Hello,
I've read pages (23-25) of the DESeq2 manual many, many times yet I still need help interpreting the language. My PI read it as well and admitted "it's not his language" so I could really use some feedback right now.
My model design looks like this:
4 time points in a month "lunar" (3Q, NM, 1Q, FM)
3 individual coral colonies (A, B, C)
2 sampling times in a day "dayTime" (day, night)
My design formula is: ~ dayTime+lunar+dayTime:lunar
At first I wasn’t really sure how to do contrasts correctly. I wanted to compare noon to night samples and the only way I figured out at the start was with:
resDN=results(dds,contrast=c("dayTime", "day", "night"))
Of course, because my design lunar factor has more than two levels the above does “an expanded model matrix” so the above contrast compares day over night across all lunar sets (3Q, NM, 1Q, FM). I also wanted to delve deeper to see what happens at each phase of the moon.
Therefore, I subset the data into 4 smaller datasets (one for each lunar period) and compared noon to night samples at each lunar period with the above contrast. Yet I knew that subsetting wouldn't typically produce the same results...and the reason is important. Tools like DESeq2 work by looking at all of the samples at once, which allows them to get a nice measurement of things like dispersion - by subsetting early on, you limit the amount of information available to make these estimates.

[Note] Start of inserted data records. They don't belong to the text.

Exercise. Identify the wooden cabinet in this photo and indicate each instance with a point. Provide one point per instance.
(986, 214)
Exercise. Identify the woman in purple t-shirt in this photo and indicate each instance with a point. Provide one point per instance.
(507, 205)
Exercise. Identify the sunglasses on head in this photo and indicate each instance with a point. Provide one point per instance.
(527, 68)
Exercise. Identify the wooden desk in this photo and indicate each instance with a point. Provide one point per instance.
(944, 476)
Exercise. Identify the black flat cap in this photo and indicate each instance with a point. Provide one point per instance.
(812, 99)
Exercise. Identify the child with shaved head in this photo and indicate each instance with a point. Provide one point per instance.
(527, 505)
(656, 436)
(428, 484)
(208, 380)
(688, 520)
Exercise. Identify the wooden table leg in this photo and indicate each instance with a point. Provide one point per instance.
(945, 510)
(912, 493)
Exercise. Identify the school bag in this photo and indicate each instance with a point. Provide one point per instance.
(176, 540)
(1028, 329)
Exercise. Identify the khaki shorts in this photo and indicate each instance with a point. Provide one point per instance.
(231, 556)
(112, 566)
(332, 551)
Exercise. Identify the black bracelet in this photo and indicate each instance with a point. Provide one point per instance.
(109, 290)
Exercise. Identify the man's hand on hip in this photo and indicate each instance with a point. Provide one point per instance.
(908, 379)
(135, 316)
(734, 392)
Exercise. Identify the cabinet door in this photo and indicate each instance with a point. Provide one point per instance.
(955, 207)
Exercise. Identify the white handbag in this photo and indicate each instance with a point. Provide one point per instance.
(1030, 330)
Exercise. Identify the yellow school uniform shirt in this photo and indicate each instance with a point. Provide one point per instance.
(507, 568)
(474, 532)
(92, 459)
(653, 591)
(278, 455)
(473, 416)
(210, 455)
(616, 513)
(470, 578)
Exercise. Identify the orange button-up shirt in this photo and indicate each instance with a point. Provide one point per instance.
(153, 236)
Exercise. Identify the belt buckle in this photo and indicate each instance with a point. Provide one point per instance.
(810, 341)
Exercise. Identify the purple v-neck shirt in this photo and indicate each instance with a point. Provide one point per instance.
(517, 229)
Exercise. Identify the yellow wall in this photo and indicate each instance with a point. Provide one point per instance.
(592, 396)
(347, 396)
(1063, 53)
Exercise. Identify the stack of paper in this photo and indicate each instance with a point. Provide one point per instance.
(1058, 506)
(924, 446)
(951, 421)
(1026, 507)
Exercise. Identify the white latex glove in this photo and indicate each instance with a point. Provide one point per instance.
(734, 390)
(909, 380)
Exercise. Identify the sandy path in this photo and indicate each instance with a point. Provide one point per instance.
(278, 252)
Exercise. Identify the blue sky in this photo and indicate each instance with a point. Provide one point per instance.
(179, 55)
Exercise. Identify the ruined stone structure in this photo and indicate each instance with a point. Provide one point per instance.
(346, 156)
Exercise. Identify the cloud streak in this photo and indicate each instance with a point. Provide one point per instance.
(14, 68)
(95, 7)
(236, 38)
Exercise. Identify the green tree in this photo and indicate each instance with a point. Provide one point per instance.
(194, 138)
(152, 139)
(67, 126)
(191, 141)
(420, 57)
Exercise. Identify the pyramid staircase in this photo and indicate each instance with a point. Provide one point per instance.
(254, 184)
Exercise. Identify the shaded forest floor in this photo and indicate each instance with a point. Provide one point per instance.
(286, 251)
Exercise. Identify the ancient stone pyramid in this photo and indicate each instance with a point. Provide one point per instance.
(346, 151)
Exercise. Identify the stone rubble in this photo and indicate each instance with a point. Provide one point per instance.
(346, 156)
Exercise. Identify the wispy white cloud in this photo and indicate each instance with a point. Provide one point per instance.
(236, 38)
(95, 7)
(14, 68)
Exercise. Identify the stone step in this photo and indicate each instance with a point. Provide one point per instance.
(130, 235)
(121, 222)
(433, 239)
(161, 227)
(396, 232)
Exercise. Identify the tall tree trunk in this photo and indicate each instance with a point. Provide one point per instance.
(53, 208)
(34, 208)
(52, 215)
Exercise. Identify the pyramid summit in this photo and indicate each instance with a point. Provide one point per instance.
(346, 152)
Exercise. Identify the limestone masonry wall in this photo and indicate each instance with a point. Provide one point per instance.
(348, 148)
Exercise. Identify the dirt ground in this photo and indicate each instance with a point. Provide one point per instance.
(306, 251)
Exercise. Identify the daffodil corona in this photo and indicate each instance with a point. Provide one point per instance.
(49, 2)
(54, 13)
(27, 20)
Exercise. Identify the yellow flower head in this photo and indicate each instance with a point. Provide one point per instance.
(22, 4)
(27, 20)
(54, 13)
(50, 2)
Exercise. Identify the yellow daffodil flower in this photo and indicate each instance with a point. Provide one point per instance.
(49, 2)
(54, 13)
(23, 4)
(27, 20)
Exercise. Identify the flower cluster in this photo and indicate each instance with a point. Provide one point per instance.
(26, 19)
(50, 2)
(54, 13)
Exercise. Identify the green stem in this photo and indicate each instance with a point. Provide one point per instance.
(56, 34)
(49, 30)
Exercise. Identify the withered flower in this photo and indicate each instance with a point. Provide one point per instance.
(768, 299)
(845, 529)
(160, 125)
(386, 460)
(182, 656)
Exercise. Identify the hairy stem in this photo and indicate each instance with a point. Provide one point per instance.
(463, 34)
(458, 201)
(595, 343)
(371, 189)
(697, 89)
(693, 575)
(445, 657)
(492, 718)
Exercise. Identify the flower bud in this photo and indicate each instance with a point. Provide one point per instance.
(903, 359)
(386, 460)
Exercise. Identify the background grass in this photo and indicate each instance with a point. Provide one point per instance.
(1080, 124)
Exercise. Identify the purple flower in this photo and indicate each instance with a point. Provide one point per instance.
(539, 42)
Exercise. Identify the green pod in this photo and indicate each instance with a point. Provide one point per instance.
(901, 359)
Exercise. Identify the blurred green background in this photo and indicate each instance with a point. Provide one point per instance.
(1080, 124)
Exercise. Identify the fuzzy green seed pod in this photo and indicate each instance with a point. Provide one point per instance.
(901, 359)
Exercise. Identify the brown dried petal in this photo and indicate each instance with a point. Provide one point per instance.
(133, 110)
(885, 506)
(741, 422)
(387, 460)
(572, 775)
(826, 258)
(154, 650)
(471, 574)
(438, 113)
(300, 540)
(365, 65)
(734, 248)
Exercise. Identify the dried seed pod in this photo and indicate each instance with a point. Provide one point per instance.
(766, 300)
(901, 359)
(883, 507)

The UofC just recently hired its first Departmental Chair of Bioinformatics so I went to talk to him about my issue. He said he was only familiar with EdgeR, that by reading it (briefly, mind you) he couldn’t really tell and that the best way for me to find the appropriate contrast was empirically - trying a variety of contrasts and looking at the results.
I finally, came up with two contrasts that produce similar results to my subset analysis so my PI trusts the results. The only problem is that the results are slightly different for each of the following contrasts so I need help understanding what is different about the following so I could explain to my PI and committee members:
res1Qday=results(dds, contrast=list("dayTimeday","lunar1Q"))
resDN1Q=results(dds, contrast=list("dayTimenight", "lunar1Q"))
res1Qday had 22 DEGs and resDN1Q had 18 DEGs. Both have genes we expected to be different at different times of day (Cryptochromes, bZIP’s, etc.) but one Cryptochrome shows up in DN1Q and doesn’t on 1Qday. Conversely, a red fluorescent protein and bZIP show up in 1Qday but not DN1Q.